New website invites public to explore the county’s Underground Railroad

Did you know that Tompkins County is home to multiple sites on the underground railroad? A new website called Underground Railroad Hub lays out an astounding array of stories from locations throughout the Finger Lakes, providing information on the history of the Underground Railroad in the area in a way that has never been done before.
“I think the big thing for us is being able to work with community partners, because usually we get rewarded, and rightfully so, for the research and writing, especially in the humanities,” said Gerard Aching, retired professor of Africana and Romance studies at Cornell. Projects like the website, which make the information accessible to the public, are somewhat less common.

Managing Editor
St. James AME Zion Church, for example, is a two-story frame church built on Wheat Street, now known as Cleveland Avenue in Ithaca. The marker in front of the church notes, “it became the religious, political, and cultural heart of the community and, in 1841, the site of a school for black children. It was the home to Pastors Thomas James and Jermain Loguen and host to Harriet Tubman and Frederick Douglass.” The website adds, “the church was the site of many abolitionist meetings and was a station on the Underground Railroad between Elmira and Auburn/Syracuse, according to oral traditions.”
But the website, found at undergroundrailroadhub.net, goes many steps further than a mere cursory description, providing multiple layers to the learning experience.
On the web page dedicated to the church, a user can listen to a reading of “The Life of Minnie Barnes,” a 12-minute fictional narrative inspired by the church’s history.
Next to the audio player is a gallery of images related to the church, including old newspaper clippings, historical photos, and aerial views of what the church looks like now.

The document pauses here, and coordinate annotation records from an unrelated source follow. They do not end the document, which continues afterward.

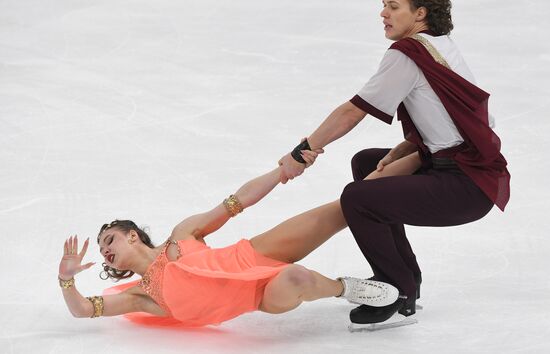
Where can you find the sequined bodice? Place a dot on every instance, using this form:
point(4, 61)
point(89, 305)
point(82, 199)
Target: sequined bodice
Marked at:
point(151, 282)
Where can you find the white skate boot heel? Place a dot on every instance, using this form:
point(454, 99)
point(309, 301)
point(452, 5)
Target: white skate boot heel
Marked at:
point(368, 292)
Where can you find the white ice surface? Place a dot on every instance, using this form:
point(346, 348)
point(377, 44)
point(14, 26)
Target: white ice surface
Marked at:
point(155, 110)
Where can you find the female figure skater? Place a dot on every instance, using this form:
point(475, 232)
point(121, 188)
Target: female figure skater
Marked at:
point(194, 285)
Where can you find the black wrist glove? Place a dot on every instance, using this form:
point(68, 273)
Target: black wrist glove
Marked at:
point(304, 145)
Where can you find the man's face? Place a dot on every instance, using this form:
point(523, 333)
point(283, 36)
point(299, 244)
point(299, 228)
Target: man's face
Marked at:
point(399, 19)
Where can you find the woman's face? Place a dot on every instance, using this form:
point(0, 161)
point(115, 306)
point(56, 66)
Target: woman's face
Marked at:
point(399, 20)
point(115, 248)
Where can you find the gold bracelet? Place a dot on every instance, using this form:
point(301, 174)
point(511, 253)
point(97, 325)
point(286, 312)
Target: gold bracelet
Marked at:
point(232, 205)
point(66, 284)
point(97, 302)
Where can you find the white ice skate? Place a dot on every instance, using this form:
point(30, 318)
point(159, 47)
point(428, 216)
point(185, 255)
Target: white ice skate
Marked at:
point(368, 292)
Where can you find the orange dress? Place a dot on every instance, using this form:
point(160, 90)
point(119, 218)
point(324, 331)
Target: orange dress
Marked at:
point(204, 285)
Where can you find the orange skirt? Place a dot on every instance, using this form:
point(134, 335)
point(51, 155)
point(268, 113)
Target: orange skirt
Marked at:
point(211, 285)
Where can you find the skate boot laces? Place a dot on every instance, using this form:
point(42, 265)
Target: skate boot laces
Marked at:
point(369, 292)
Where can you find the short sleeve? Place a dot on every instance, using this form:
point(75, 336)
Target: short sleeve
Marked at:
point(396, 77)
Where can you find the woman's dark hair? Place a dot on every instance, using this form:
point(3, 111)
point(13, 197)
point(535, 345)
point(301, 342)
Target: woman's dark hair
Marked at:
point(124, 226)
point(439, 14)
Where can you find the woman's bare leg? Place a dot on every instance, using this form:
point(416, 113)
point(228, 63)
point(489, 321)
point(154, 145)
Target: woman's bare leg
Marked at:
point(297, 237)
point(294, 285)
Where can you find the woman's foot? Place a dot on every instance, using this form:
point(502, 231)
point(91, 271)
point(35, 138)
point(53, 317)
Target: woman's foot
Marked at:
point(368, 292)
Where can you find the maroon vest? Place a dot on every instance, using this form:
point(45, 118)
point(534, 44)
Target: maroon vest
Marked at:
point(479, 156)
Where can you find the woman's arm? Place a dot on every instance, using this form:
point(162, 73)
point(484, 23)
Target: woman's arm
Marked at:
point(112, 305)
point(248, 194)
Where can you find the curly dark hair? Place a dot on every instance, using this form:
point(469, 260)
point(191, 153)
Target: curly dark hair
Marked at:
point(124, 226)
point(439, 14)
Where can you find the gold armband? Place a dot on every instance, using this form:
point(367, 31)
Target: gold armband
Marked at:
point(66, 284)
point(232, 205)
point(97, 302)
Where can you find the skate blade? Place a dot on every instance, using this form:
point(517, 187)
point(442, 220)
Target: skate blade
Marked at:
point(372, 327)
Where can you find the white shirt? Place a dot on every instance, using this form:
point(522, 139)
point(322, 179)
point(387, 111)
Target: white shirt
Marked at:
point(400, 80)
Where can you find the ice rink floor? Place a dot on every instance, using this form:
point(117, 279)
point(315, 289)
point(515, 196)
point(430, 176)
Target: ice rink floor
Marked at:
point(156, 110)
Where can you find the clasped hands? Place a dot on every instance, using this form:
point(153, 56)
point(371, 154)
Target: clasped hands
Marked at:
point(290, 168)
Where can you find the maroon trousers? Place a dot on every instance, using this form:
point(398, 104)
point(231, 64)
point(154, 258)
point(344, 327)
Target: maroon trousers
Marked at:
point(376, 211)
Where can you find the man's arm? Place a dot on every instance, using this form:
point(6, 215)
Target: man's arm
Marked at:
point(337, 124)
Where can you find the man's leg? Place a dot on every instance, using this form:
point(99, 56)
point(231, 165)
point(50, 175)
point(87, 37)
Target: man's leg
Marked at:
point(372, 208)
point(362, 164)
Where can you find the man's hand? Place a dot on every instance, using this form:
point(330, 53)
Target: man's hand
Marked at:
point(386, 160)
point(290, 168)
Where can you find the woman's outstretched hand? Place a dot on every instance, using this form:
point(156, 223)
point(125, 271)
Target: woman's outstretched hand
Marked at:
point(71, 262)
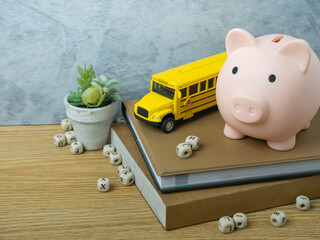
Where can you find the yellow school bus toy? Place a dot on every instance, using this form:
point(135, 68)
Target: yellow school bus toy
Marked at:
point(180, 92)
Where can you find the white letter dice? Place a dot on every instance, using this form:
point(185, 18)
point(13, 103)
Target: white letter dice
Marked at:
point(240, 220)
point(59, 140)
point(127, 178)
point(302, 203)
point(107, 149)
point(184, 150)
point(115, 158)
point(278, 218)
point(66, 125)
point(76, 147)
point(226, 224)
point(194, 141)
point(123, 168)
point(103, 184)
point(70, 136)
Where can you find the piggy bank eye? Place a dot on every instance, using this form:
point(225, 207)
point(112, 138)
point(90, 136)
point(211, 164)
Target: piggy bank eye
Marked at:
point(272, 78)
point(235, 70)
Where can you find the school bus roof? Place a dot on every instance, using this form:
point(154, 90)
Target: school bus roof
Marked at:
point(188, 73)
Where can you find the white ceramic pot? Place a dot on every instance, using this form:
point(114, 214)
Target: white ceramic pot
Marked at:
point(91, 125)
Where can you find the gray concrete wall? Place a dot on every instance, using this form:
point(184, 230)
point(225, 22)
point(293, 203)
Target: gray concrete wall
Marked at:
point(42, 42)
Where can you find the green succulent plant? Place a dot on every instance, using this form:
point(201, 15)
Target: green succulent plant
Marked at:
point(94, 92)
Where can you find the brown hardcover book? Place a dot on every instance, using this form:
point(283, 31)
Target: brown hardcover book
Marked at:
point(179, 209)
point(219, 161)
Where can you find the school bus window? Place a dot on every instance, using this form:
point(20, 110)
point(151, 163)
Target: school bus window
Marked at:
point(203, 86)
point(193, 89)
point(210, 83)
point(162, 90)
point(183, 92)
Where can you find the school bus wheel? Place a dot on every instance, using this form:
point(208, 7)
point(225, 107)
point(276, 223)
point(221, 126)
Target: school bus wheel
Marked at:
point(167, 125)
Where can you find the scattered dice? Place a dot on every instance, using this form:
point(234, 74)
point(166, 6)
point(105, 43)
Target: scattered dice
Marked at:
point(103, 184)
point(226, 224)
point(278, 218)
point(66, 125)
point(240, 220)
point(184, 150)
point(59, 140)
point(302, 203)
point(107, 149)
point(70, 136)
point(76, 147)
point(121, 120)
point(123, 168)
point(194, 141)
point(115, 158)
point(127, 178)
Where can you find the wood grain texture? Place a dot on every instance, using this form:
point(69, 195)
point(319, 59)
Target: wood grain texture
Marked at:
point(46, 192)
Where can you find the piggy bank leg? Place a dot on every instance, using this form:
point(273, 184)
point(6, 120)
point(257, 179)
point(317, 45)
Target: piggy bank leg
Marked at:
point(283, 145)
point(230, 132)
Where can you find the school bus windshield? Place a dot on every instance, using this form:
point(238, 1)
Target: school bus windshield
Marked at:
point(163, 90)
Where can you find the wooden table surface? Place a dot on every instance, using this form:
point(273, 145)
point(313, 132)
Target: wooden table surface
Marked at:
point(46, 192)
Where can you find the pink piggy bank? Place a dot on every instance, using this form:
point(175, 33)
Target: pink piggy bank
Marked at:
point(268, 88)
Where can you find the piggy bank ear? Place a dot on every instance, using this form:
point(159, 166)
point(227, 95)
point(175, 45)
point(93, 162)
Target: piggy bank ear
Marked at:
point(299, 51)
point(239, 38)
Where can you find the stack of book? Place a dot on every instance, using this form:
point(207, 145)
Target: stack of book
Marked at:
point(222, 177)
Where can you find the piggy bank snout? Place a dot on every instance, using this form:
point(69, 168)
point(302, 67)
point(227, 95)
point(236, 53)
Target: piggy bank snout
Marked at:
point(249, 108)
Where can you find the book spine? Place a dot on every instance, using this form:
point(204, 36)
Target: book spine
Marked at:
point(142, 182)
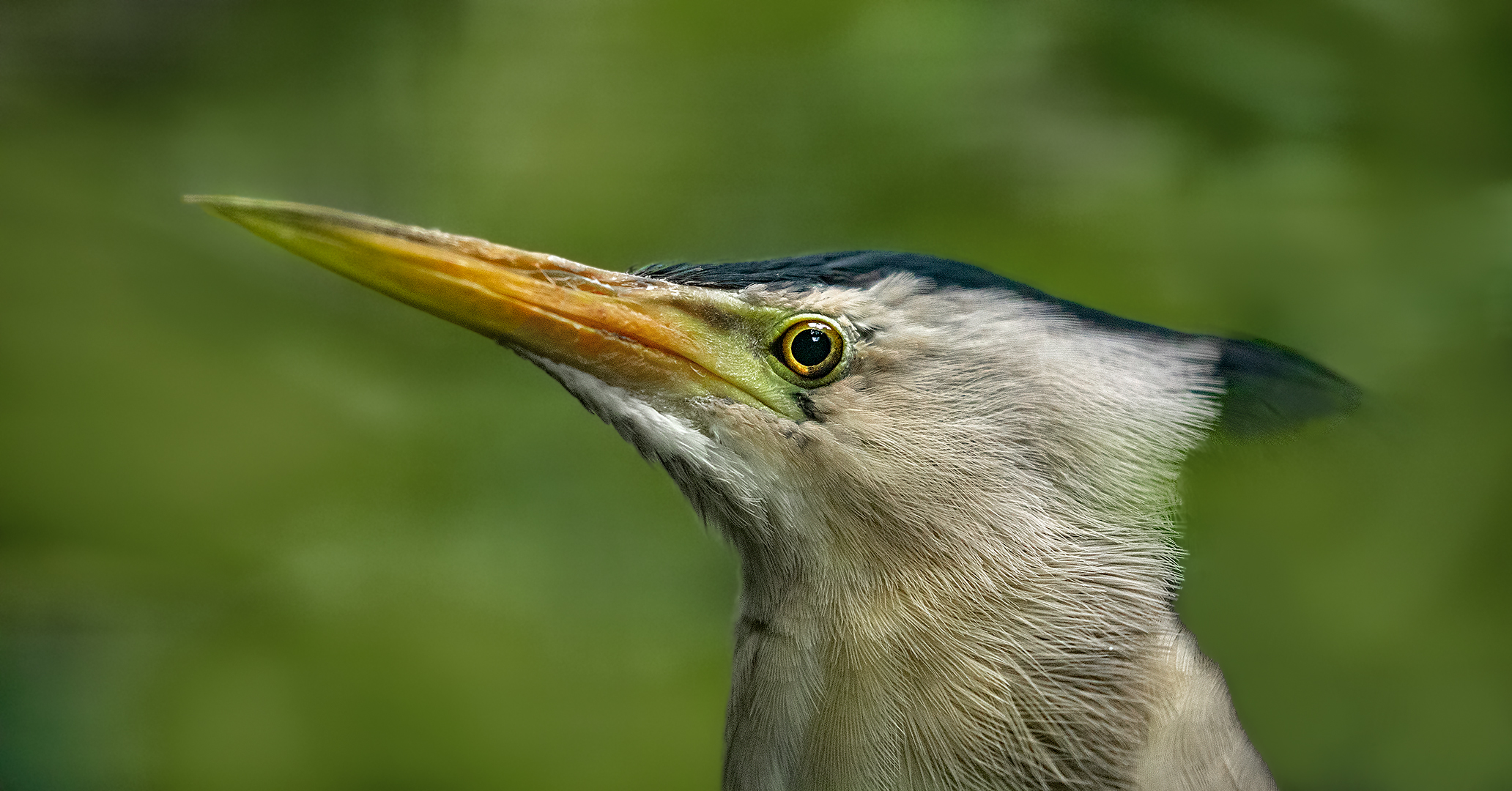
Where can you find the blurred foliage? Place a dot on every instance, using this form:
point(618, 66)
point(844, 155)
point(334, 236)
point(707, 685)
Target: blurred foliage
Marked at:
point(261, 528)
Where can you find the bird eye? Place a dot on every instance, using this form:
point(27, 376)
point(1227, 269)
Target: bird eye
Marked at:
point(811, 348)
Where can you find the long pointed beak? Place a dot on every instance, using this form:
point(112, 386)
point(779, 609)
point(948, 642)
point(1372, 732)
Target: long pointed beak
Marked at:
point(653, 338)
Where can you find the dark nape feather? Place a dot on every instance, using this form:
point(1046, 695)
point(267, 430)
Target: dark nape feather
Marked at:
point(867, 267)
point(1270, 387)
point(1267, 387)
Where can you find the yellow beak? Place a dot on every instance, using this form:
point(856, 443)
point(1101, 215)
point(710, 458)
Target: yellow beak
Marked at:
point(658, 339)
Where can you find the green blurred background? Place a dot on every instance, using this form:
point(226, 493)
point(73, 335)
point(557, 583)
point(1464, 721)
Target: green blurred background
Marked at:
point(261, 528)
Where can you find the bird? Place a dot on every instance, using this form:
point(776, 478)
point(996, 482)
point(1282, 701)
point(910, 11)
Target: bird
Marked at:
point(953, 495)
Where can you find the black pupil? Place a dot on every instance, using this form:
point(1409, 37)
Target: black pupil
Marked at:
point(809, 346)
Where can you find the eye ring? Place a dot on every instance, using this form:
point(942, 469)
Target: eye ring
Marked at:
point(811, 348)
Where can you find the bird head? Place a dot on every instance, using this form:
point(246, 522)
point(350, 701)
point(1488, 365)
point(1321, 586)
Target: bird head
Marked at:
point(952, 494)
point(859, 412)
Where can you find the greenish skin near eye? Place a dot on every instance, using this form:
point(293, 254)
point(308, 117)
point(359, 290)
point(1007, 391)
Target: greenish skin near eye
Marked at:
point(811, 348)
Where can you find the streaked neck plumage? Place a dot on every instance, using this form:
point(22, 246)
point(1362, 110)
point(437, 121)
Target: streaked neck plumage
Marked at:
point(959, 573)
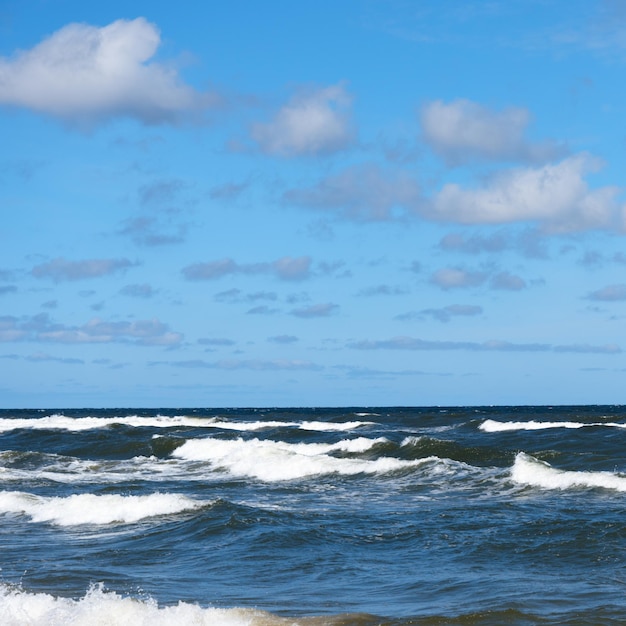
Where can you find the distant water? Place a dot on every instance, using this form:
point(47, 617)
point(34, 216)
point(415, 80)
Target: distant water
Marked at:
point(260, 517)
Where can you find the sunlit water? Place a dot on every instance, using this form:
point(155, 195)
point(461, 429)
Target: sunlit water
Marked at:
point(370, 516)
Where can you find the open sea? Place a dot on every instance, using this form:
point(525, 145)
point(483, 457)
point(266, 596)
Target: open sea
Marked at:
point(364, 516)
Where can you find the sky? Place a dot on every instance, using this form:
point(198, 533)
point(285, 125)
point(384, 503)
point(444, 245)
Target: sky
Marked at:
point(355, 203)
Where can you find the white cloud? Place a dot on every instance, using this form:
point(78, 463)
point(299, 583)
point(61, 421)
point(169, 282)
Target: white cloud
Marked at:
point(316, 310)
point(463, 130)
point(285, 268)
point(556, 195)
point(611, 293)
point(61, 269)
point(457, 278)
point(312, 122)
point(87, 74)
point(363, 192)
point(507, 281)
point(41, 328)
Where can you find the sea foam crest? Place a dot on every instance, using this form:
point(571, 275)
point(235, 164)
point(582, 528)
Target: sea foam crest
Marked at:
point(494, 426)
point(75, 424)
point(100, 607)
point(273, 461)
point(95, 509)
point(530, 471)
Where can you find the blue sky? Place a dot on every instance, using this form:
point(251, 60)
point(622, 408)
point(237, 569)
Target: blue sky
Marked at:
point(298, 204)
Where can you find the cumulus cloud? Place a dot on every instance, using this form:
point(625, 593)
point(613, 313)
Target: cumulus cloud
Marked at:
point(316, 310)
point(312, 122)
point(219, 342)
point(382, 290)
point(283, 339)
point(285, 268)
point(41, 328)
point(507, 281)
point(555, 195)
point(60, 269)
point(364, 192)
point(87, 74)
point(463, 130)
point(444, 314)
point(138, 291)
point(244, 364)
point(529, 243)
point(610, 293)
point(493, 345)
point(457, 278)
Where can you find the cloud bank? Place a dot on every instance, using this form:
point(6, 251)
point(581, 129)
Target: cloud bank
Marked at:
point(311, 123)
point(87, 74)
point(463, 130)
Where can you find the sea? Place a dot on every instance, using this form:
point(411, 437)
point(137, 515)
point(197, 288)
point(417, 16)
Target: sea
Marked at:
point(313, 516)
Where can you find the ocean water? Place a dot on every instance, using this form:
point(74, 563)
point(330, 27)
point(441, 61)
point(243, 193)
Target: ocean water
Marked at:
point(365, 516)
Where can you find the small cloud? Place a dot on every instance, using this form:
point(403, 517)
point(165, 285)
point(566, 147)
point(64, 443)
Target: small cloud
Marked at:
point(313, 122)
point(262, 295)
point(61, 269)
point(555, 195)
point(316, 310)
point(611, 293)
point(508, 282)
point(492, 345)
point(382, 290)
point(160, 191)
point(228, 191)
point(462, 131)
point(244, 364)
point(283, 339)
point(286, 268)
point(457, 278)
point(583, 348)
point(148, 231)
point(444, 314)
point(138, 291)
point(261, 310)
point(218, 342)
point(230, 295)
point(84, 75)
point(41, 328)
point(41, 357)
point(363, 193)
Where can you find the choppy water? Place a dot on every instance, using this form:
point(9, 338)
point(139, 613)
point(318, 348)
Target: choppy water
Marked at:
point(500, 515)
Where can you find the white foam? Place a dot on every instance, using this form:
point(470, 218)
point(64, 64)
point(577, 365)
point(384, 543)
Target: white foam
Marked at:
point(76, 424)
point(95, 509)
point(333, 426)
point(493, 426)
point(63, 422)
point(99, 607)
point(273, 461)
point(530, 471)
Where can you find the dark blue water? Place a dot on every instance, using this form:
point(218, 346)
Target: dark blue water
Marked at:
point(372, 516)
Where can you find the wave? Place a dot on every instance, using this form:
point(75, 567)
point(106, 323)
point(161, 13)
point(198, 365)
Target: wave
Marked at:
point(494, 426)
point(76, 424)
point(273, 461)
point(528, 470)
point(19, 607)
point(95, 509)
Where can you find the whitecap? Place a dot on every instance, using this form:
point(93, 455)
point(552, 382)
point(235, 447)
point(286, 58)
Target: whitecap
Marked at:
point(97, 607)
point(528, 470)
point(273, 461)
point(494, 426)
point(95, 509)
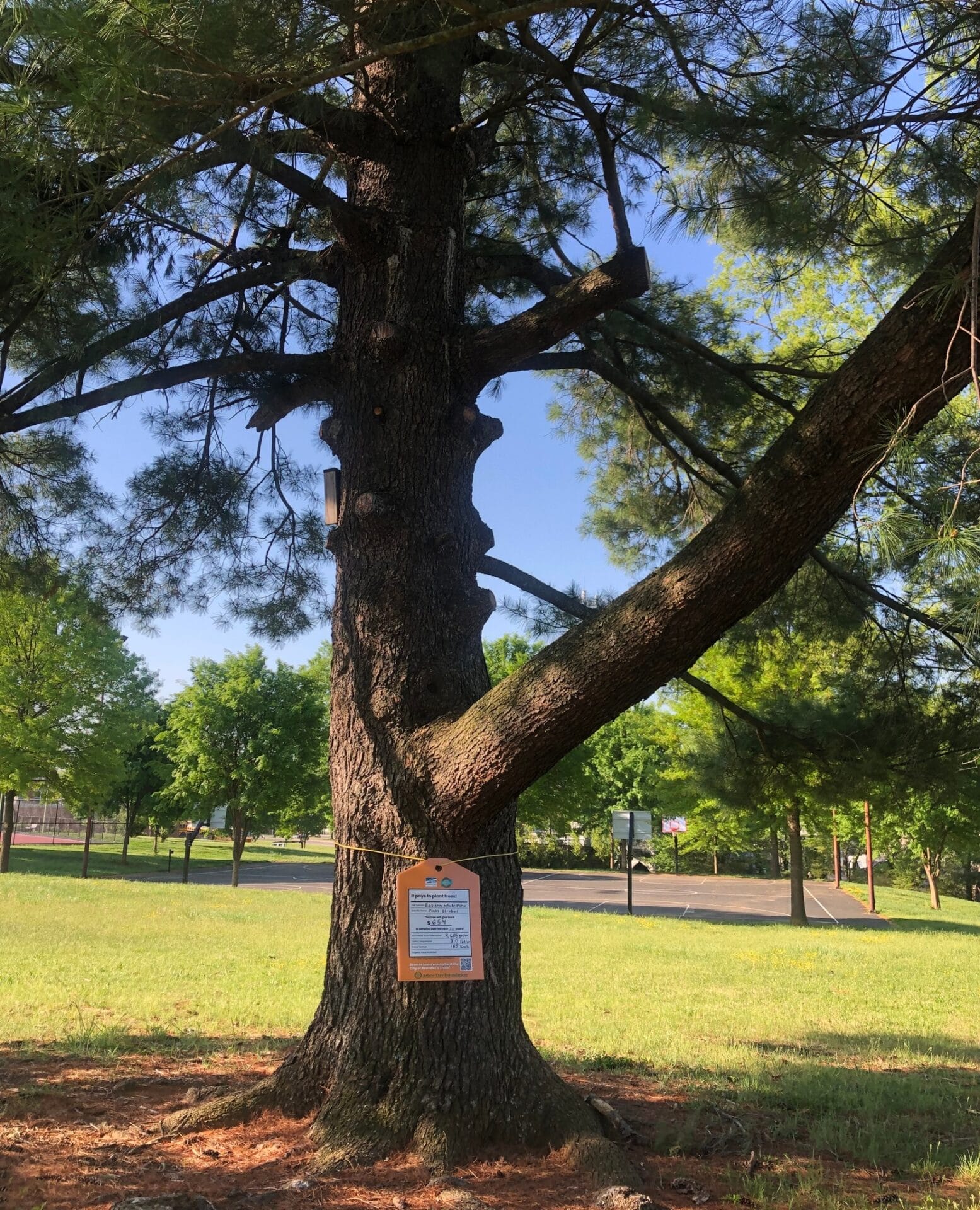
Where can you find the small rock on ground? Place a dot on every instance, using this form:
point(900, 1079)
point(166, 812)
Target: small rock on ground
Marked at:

The site also includes a 3D model and virtual tour of the St. James AME Zion Church station.
There is a similar page dedicated to the Simeon Dewitt Ferry.
“Perhaps the most famous and certainly one of the most resourceful rescuers in Ithaca was George Johnson,” states a quote from “The Underground Railroad in Tompkins County: Searching for the Path to Freedom,” information that was compiled by History Center volunteers in 2005.
In his barber shop on State Street, Johnson gave fugitives haircuts and new clothes in order to change their appearance, according to the website. He reportedly arranged their voyage on the steamer The Simeon DeWitt, which took the refugees to Cayuga Bridge at the northern end of Cayuga Lake.
Designed by Ithaca web design firms Iron Design and Ancient Wisdom Productions, the Hub’s landing page currently features eight research projects representing the collective enthusiasm and work of researchers, community partners, and citizens interested in learning about and imagining this important part of American history.
Aching said that getting his students excited about the project by allowing them to see the actual physical locations of the Underground Railroad is almost akin to putting on a play.
“You can’t make the magic happen,” Aching said. “You have to provide the basic information, but the magic—seeing their minds engaging, and them asking the important questions—that has to be self-guided just by being on the site.”
“When people have the resources to imagine what that must have been like, being on or helping someone on the Underground Railroad…the power of that imagination is really in the hands of the people who go to the site,” he added.
For Aching, one of the most exciting aspects of the project is seeing people come forward with their own stories.
“It’s always moving when people come up from the neighborhood and have stories themselves about what they know about the homes in the vicinity,” Aching said. “People come with the information they know about and want to share, so it’s very moving that people from all walks of life come up to you afterwards and say, ‘I know this house,’ or about somebody else in the neighborhood, adding to the much larger picture of what the Underground Railroad was, historically.”
He hopes that in the future he will be able to help facilitate a way for people to share those stories.
“I’m very much for people being able to record those stories, because it gives them entrance to delve into a lot of difficult issues that were present back then and still,” Aching said.
A call-in number where people could record their stories comes to mind as a potential solution, he said, but that is a ways down the road. For now, he is happy celebrating all that his partners in this project have achieved over the last three years.
The Virtual Hub includes links to a resource that documents the presence and livelihoods of Ithaca’s Black residents from 1820-1870 and a page that provides an overview of rural humanities projects in the central New York region.
Educators may especially be interested in the link to a teaching model for researching and writing about the Underground Railroad.
The resources featured on the Hub’s landing page are especially relevant for users at schools, colleges, libraries, museums, history centers, heritage tourism centers, and community groups and can be accessed at https://undergroundrailroadhub.net/.
Funding for the Underground Railroad Virtual Hub has been provided by a New Frontier Grant awarded in 2021 and administered by Cornell University’s College of Arts and Sciences.